E. M. Smith, otherwise known as Chiefio, seems to be commenting on abiotic oil over at WUWT.

http://wattsupwiththat.com/2010/09/08/i-...ent-478310


Quote:E.M.Smith says:
September 9, 2010 at 4:26 am
Lucy Skywalker says: Thank you everyone here. And PS, a primer on the issues of Peak Oil both for and against, as a post here, to make the basic facts more accessible to flounderers like myself, would be nice.

I cover it to some reasonable degree in the “no shortage” postings. Some expansion in the comments. The “short form” is that most oil fields deplete in a bell curve, so by extension the whole world, if thought of as one ‘field’ ought to do the same.

The “issues” that make this view problematic are pretty straight forward.

1) Saudi is NOT developing at full possible speed, so we don’t know how much they really have. They ‘banked it’ for a long time, and they are the major player.

2) Depth. We’ve recently found oil at ‘impossible depths’. The prior theory said oil could not exist that deep, so folks didn’t drill that deep. Now that we know better, a very large number of places that ‘had no oil’ may in fact have oil, just deeper.

3) Refilling fields. There is a theory, mostly popular with the Russians, that oil is made by carbonate rocks being subducted and heated. Since we can turn carbonates into oil in the lab, this seems pretty well proven as possible. Further, most of the worlds oil fields are found near present or former subduction zones (California, Indonesia, Saudi) or collision zones between ancient plates. In the Gulf of Mexico, there is at least one ‘played out’ well that was found to be refilling from below with oil of a different isotope signature… The fact is, we don’t really know where oil comes from or how much more there is.

4) Technological advance. In the short term of 20 or 30 years, a field is a bell curve depletion. But over 50 to 60 years we develop whole new ways to raise oil. We’ve gone back to ‘empty’ fields and made them produce more. At present, fields that are ‘empty’ have about 1/2 their oil still in them… and technology is still advancing.

5) What is “oil” changes over time. We’re now using ‘tar sands’ that were ‘useless’ 30 years ago. There is more oil in “useless” shale right now than in the rest of the worlds reserves combined.

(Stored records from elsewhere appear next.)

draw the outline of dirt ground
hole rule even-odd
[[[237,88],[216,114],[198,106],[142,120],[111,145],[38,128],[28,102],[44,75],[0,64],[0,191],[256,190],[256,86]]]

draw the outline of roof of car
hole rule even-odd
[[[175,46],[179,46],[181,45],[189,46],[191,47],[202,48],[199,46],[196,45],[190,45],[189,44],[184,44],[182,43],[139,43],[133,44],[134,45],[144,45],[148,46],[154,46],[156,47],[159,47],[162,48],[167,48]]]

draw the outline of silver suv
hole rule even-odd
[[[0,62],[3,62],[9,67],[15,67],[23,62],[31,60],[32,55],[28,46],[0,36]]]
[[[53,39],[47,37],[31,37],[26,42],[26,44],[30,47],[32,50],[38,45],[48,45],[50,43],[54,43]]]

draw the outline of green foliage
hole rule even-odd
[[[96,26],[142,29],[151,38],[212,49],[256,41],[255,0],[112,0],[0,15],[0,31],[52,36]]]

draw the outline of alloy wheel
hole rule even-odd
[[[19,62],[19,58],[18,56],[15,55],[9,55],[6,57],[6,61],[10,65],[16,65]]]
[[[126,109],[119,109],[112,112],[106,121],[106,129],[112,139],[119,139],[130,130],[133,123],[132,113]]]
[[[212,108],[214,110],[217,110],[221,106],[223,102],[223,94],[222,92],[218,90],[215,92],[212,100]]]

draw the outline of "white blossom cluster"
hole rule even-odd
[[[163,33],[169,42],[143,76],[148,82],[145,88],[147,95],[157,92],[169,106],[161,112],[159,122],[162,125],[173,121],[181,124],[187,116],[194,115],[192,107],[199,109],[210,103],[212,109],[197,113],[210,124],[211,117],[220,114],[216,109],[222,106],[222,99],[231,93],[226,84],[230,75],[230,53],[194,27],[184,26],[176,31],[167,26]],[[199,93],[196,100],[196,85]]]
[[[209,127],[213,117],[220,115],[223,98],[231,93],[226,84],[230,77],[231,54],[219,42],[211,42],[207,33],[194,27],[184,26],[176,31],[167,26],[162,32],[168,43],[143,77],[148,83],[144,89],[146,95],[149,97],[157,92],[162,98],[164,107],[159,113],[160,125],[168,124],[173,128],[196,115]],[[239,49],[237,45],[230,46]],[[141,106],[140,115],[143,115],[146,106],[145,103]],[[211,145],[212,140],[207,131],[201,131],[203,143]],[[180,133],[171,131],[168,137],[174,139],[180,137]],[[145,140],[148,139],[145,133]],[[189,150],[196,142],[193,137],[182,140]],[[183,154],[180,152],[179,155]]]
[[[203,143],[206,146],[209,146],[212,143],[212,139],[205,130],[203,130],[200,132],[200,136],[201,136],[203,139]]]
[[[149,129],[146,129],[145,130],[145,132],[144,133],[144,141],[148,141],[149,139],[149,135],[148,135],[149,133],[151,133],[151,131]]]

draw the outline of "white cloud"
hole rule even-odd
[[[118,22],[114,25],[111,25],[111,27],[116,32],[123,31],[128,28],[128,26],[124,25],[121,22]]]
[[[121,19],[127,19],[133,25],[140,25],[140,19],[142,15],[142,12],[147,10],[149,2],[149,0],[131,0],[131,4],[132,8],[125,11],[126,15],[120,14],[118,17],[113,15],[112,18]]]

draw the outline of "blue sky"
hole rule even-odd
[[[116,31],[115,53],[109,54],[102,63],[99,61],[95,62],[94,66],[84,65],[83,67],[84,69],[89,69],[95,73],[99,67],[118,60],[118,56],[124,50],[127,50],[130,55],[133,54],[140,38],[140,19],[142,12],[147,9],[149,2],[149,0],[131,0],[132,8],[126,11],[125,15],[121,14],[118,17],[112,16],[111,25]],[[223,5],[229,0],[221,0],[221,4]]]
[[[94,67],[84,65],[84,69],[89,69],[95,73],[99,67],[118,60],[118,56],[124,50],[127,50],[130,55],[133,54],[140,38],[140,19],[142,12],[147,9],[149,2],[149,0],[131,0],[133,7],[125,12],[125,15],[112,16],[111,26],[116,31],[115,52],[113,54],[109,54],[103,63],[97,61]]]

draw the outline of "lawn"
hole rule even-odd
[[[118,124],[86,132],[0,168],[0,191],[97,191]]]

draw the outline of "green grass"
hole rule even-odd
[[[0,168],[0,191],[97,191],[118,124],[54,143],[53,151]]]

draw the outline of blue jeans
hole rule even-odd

6) We can make oil. Companies like Rentech and Syntroleum turn trash and plants into oil. How much oil you want? We can get 50 tons / acre of wood, or about 10 x that in algae, and make it into oil.

There are more “issues” but then this would not be a short summary. I’ll just end with noting that the 200 years it took to reach this point implies 200 years before we ‘run out’… Oh, and the whole ‘EROI’ Energy Return On Investment argument is broken. It says you reach a point where it takes more than a bbl of oil to raise a bbl so you stop. The reality is that we will use nuclear electricity to raise the oil as the FORM of energy in oil is more convenient. Oh, and the whole ‘need it for chemicals and plastics’ is broken too. We can make them from trash, trees, anything with carbon in it. Even coal, that was used before we decided oil was handy. BTW, right now we use natural gas for plastics as it’s cheaper and more plentiful…

Hope that helps.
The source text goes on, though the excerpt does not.